Tubuh perempuan tampak terpecah ke dalam berbagai bidang poligonal yang saling mengunci. Namun, fragmentasi tersebut tidak menghadirkan kesan keterpisahan. Sebaliknya, setiap pecahan menjadi bagian dari struktur yang utuh dan harmonis. Pendekatan ini menunjukkan bahwa identitas manusia terbentuk dari berbagai pengalaman yang saling berlapis dan saling melengkapi.
Wajah figur menjadi titik fokus utama.
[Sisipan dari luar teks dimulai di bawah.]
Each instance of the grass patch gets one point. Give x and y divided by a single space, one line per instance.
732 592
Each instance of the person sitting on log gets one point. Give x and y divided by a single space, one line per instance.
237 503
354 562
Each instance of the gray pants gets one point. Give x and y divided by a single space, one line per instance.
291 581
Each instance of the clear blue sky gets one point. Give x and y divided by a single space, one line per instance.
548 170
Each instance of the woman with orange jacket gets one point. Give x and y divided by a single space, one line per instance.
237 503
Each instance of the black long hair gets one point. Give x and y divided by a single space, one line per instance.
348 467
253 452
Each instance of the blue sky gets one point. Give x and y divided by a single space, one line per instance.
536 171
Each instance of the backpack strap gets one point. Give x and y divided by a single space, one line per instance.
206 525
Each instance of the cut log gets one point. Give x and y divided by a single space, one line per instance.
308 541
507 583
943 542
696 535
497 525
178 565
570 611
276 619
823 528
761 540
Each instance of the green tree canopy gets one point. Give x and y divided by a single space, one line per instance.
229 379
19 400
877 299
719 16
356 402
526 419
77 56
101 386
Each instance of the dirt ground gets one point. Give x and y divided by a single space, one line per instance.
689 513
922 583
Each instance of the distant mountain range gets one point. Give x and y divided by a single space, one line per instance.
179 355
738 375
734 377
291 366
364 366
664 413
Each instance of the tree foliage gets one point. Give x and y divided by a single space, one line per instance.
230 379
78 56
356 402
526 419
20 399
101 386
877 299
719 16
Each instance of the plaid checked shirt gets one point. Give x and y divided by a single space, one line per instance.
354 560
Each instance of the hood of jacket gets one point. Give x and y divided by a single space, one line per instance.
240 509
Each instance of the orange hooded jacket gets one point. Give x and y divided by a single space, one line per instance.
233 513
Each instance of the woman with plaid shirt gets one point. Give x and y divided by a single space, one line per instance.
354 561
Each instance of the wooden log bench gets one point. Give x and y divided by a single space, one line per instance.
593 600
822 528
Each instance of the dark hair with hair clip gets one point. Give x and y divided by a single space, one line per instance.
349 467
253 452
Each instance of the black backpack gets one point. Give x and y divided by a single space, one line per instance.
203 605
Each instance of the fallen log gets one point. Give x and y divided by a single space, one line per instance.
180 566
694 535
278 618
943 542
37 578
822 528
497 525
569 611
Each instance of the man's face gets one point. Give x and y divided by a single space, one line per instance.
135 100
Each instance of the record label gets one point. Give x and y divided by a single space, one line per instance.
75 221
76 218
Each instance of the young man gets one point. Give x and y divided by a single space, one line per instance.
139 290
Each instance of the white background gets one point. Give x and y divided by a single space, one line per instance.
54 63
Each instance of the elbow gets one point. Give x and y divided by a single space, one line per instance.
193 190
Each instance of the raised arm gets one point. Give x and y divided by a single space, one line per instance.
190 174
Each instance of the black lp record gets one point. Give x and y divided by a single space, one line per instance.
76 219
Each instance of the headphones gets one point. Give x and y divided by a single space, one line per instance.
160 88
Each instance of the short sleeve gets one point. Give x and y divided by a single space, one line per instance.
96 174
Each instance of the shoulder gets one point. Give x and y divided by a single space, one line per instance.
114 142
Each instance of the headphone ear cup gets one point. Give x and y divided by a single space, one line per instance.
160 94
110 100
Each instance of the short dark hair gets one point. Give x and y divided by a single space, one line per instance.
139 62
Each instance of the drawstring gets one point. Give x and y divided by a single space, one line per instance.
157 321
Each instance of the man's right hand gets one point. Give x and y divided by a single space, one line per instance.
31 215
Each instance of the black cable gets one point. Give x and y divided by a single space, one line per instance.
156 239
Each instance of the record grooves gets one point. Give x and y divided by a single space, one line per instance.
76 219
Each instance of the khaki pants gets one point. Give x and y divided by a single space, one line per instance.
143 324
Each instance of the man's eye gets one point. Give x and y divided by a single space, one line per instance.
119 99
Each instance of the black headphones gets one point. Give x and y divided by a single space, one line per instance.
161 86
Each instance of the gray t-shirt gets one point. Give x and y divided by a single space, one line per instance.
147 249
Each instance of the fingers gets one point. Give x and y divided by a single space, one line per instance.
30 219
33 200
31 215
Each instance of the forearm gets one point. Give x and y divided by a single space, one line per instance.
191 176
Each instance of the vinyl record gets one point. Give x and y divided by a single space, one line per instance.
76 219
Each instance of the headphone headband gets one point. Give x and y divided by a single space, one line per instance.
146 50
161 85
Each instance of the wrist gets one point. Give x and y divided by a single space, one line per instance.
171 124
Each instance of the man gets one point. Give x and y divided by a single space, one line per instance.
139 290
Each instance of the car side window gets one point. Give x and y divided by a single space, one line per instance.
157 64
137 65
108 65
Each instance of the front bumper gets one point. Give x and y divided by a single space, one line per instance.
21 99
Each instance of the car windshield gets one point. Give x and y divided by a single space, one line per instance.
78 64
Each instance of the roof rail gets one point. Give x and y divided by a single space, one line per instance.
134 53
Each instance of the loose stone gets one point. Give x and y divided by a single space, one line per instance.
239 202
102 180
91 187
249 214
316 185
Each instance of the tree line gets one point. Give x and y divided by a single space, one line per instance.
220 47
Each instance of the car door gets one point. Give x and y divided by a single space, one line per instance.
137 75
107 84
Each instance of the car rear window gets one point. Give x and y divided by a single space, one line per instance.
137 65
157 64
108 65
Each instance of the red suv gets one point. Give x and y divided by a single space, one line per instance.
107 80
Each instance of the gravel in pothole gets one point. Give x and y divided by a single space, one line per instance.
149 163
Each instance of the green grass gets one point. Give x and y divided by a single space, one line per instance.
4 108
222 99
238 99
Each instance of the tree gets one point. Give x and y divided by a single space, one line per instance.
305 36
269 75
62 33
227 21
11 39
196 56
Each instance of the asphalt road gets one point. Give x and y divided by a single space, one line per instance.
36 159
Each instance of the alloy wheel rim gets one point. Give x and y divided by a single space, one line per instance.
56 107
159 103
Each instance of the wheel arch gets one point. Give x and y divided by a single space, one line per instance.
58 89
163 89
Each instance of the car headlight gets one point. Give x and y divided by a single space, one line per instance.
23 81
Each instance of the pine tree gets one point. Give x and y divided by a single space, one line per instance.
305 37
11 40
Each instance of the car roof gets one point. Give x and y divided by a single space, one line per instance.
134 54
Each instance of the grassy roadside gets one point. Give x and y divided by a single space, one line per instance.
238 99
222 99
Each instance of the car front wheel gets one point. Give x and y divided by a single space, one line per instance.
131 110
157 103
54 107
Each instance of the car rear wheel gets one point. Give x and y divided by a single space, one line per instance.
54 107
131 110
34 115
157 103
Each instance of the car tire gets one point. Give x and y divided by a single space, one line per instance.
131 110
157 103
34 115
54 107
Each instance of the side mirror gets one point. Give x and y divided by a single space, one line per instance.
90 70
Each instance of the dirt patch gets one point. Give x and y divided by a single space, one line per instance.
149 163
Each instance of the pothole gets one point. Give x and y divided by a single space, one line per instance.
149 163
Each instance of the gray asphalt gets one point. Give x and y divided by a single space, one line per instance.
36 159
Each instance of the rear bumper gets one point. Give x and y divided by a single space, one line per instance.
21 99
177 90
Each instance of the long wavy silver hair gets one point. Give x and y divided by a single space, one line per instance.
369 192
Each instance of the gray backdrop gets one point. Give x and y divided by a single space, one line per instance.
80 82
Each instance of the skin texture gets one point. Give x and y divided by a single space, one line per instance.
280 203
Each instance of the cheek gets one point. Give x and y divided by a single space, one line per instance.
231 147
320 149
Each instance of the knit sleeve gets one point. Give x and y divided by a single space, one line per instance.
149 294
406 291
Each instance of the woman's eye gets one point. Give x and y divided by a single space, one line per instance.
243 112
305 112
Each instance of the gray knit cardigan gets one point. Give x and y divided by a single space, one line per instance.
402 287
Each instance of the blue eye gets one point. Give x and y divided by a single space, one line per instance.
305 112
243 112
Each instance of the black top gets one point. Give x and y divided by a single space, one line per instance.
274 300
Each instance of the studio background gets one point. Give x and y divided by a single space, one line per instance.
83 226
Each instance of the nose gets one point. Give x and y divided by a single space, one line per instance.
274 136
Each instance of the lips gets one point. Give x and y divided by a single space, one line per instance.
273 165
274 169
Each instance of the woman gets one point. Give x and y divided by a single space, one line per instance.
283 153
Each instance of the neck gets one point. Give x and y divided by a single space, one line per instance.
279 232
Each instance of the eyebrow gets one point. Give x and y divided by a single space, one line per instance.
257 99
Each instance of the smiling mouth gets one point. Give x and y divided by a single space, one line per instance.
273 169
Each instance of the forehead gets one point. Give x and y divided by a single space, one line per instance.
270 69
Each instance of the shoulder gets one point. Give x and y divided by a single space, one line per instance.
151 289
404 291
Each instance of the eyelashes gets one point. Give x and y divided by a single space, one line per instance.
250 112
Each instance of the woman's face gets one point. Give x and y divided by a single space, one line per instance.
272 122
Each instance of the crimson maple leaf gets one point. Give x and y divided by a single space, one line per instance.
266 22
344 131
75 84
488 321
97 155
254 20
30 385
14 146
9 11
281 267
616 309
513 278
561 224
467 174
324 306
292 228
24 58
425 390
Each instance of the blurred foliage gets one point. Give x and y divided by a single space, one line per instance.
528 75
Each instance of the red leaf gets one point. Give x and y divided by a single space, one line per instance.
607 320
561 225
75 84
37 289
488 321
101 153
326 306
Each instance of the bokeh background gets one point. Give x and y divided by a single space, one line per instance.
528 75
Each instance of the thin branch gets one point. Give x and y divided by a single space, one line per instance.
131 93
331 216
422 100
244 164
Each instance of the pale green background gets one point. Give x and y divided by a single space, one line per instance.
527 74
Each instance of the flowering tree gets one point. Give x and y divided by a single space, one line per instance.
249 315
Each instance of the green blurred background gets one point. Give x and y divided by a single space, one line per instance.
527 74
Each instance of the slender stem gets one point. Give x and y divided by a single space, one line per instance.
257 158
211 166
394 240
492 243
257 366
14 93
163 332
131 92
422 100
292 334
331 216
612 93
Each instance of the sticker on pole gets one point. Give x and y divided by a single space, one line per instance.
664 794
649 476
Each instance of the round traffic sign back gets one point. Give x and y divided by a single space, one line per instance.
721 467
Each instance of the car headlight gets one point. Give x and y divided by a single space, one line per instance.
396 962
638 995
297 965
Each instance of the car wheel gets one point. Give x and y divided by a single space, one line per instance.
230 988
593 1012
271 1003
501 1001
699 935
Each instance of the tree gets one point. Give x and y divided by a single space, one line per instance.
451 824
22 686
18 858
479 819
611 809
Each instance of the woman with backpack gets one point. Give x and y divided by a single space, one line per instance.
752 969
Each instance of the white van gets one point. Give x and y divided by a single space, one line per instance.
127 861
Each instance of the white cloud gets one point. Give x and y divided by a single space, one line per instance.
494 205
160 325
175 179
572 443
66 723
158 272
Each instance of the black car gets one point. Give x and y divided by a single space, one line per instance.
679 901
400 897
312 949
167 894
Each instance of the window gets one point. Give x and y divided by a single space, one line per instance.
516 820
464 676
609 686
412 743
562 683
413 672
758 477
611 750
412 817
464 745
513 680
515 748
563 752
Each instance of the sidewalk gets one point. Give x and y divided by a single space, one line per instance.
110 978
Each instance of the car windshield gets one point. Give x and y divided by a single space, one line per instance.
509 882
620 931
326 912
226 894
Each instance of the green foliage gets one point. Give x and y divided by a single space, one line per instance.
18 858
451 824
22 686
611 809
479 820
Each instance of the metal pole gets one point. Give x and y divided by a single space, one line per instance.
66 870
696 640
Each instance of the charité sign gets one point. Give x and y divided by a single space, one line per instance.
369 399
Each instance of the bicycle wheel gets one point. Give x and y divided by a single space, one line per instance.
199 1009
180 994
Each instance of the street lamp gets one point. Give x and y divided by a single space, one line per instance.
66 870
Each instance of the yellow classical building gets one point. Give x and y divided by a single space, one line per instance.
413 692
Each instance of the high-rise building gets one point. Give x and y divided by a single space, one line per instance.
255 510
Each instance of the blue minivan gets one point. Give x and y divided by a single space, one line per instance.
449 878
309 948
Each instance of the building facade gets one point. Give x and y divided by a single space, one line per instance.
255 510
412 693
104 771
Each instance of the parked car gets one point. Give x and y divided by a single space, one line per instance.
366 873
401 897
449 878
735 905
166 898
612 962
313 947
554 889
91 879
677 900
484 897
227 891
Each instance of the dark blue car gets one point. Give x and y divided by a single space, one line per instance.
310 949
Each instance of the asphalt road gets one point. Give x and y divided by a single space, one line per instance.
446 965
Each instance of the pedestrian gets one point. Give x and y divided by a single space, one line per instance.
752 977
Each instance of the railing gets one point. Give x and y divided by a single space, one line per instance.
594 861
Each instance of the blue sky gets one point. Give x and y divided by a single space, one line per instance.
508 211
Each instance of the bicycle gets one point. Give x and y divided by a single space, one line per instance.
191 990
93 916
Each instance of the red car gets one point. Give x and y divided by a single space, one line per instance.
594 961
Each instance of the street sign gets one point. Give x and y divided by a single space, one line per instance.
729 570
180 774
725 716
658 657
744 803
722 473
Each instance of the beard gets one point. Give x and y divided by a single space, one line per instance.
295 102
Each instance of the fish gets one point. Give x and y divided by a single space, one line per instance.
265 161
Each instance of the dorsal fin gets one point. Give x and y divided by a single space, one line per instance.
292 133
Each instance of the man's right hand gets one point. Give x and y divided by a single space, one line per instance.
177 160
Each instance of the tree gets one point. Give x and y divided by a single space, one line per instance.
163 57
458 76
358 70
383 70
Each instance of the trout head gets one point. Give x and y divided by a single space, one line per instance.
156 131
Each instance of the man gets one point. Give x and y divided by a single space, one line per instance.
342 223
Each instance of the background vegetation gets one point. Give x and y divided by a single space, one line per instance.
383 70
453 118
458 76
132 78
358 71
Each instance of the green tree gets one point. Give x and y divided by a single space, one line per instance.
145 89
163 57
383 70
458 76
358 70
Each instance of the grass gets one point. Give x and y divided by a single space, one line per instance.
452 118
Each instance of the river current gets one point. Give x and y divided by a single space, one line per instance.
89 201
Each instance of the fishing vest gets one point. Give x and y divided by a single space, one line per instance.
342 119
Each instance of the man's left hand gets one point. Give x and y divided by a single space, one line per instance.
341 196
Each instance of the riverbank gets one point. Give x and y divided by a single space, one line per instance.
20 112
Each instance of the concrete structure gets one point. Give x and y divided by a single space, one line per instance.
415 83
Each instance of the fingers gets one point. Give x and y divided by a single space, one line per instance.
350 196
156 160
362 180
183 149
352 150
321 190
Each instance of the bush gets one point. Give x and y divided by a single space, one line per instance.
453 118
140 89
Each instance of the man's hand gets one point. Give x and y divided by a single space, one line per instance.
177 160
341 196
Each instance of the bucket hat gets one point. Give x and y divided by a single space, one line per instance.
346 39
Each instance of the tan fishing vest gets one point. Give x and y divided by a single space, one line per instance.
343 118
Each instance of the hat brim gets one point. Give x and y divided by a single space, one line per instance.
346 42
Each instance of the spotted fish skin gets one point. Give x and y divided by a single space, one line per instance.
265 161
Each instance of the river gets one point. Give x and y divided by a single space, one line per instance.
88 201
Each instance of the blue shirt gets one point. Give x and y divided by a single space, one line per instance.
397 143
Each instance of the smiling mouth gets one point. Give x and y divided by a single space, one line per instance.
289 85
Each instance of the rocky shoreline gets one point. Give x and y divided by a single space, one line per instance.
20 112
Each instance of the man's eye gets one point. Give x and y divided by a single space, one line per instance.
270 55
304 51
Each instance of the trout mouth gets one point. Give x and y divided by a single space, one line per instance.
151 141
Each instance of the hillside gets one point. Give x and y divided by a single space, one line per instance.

Tatapan mata yang besar dan ekspresi yang tenang menghadirkan kesan reflektif, sementara gestur tangan yang terangkat ke dekat wajah memberi nuansa kontemplatif, seolah figur sedang berdialog dengan dirinya sendiri. Gestur tersebut dapat dimaknai sebagai simbol pencarian makna, kesadaran diri, maupun proses memahami pengalaman hidup.
Latar belakang tidak diperlakukan sebagai ruang yang terpisah dari figur. Bidang-bidang geometris yang memenuhi seluruh permukaan karya menyatu dengan tubuh sehingga membentuk satu kesatuan ruang visual. Tidak terdapat batas tegas antara objek dan lingkungan; keduanya saling mengonstruksi keberadaan satu sama lain. Pengulangan garis-garis arsiran dengan arah yang berbeda menciptakan ritme visual yang hidup sekaligus memperkuat kesan kedalaman tanpa bergantung pada penggunaan warna.
Secara estetis, karya ini memperlihatkan pengaruh semangat Kubisme dalam cara memecah dan menyusun kembali bentuk. Namun, seniman tidak berupaya mereplikasi gaya tersebut secara historis. Fragmentasi dimanfaatkan sebagai bahasa visual untuk menyampaikan bahwa kehidupan manusia tidak pernah tunggal. Setiap individu merupakan hasil dari pengalaman, ingatan, relasi, dan perubahan yang terus membentuk identitasnya.
Melalui eksplorasi garis, bidang, dan struktur geometris, karya ini mengajak penonton melihat keutuhan bukan sebagai sesuatu yang lahir dari keseragaman, melainkan dari kemampuan berbagai fragmen untuk saling melengkapi. Di balik kompleksitas komposisi, tersimpan pesan bahwa manusia menemukan harmoni justru melalui proses menerima keberagaman pengalaman yang membentuk dirinya.